When Judy Goodwin wanted to test drive an electric car, she didn’t head to a dealership. Instead, she went to a non-profit facility in north Toronto called Plug’n Drive.
“They’re hard to come by,” she said of electric vehicles (EVs). “My sister tried to buy one and she couldn’t find one that was available.”
Not only does Plug’n Drive have a showroom where people can test drive zero-emissions vehicles (ZEVs), its staff are also trained ambassadors who will answer questions about how to charge the vehicles, their range and their costs.

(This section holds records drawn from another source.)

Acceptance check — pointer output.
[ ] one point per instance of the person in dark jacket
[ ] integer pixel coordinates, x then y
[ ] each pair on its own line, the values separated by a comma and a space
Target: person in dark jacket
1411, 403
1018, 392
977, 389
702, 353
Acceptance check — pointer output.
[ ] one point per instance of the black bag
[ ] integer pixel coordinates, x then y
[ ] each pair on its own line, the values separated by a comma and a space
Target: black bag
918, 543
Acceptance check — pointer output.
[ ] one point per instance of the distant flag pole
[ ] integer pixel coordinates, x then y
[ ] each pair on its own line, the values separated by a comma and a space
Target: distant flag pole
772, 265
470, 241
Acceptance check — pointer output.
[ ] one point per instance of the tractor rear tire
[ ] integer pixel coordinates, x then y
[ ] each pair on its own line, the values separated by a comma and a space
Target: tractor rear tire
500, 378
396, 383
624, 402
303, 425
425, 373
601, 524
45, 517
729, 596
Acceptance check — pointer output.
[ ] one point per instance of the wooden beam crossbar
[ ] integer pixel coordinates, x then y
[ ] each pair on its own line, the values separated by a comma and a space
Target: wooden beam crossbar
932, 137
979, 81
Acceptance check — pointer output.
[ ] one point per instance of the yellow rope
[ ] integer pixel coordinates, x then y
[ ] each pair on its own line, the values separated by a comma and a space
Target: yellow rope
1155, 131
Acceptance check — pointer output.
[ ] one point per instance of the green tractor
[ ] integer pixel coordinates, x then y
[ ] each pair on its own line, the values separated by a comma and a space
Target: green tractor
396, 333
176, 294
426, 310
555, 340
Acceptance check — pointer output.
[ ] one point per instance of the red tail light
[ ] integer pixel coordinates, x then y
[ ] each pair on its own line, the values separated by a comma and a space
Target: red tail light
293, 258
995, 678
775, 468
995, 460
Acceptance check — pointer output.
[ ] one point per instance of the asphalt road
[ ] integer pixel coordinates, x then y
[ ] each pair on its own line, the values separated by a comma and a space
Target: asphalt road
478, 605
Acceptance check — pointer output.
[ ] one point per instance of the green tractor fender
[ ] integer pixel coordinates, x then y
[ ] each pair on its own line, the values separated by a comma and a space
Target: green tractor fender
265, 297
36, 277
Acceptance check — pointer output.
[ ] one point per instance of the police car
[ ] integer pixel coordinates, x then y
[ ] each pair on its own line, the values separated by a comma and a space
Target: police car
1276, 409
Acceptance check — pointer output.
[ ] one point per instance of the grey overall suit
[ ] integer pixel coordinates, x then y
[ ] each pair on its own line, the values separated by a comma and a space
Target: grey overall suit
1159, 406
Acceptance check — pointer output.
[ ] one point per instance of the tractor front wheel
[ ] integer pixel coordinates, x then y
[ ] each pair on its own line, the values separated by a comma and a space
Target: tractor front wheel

“We have found that over and over again, just that experience of trying it is what convinces people,” said Cara Clairman, the CEO of Plug’n Drive, which seeks to accelerate the adoption of EVs in Canada.
Whether driven by high gas prices or a sense of climate change-fuelled urgency, more Canadians are thinking about making the switch to electric vehicles (EVs). According to a recent survey by KPMG, nearly 70 per cent of Canadians planning to buy a new vehicle in the next five years are likely to buy electric.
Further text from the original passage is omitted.